There was more to Mayhew's letter of condolence than genuine concern. The day before the riot that displaced Lieutenant Governor Hutchinson and his family, Mayhew used his Sunday morning sermon to condemn the Stamp Act as a direct assault on the rights of American colonists. Using Paul's letter to the Galatians as his text, Mayhew hammered home the theme: "I would they were even cut off which trouble you, for brethren ye have been called unto liberty." According to renowned historian Bernard Bailyn, many of Mayhew's parishioners and acquaintances believed he had "lent his dignity and the sanction of his office to approval" of the mob's actions. In fact, Hutchinson would later write of being told by a participant in the "outrages" that he (the participant) had been "excited to them by the sermon, and that he thought he was doing God's service." Mayhew had turned British tax policy into the devil, and influenced his devout congregants to see the debate over the Stamp Act in apocalyptic and uncompromising tones.

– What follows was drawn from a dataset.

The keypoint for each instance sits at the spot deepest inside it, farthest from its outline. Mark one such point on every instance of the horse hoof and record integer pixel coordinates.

Mayhew's own recollections of the sermon were much more moderate than those of his critics. He claimed not to have endorsed any form of protest which might be associated with "anarchy and confusion." While he had expounded on the dangers of the usurpations of liberty, he claimed that he had even more so emphasized the meaning of liberty and the importance of civic and social responsibility.

Knowing that his critics were blaming him for the spirit of intolerance and rage prevalent in the streets of Boston, Mayhew felt compelled to assure Hutchinson that he believed in "civil and religious liberty" and that he had cautioned his listeners against the "abuses of liberty." Yet he gave tacit acknowledgment to the red-hot tension of Boston in August 1765 by asking Hutchinson not to divulge the contents of his letter lest they fall into the hands of "those enraged people...[who] might probably bring their heavy vengeance upon myself."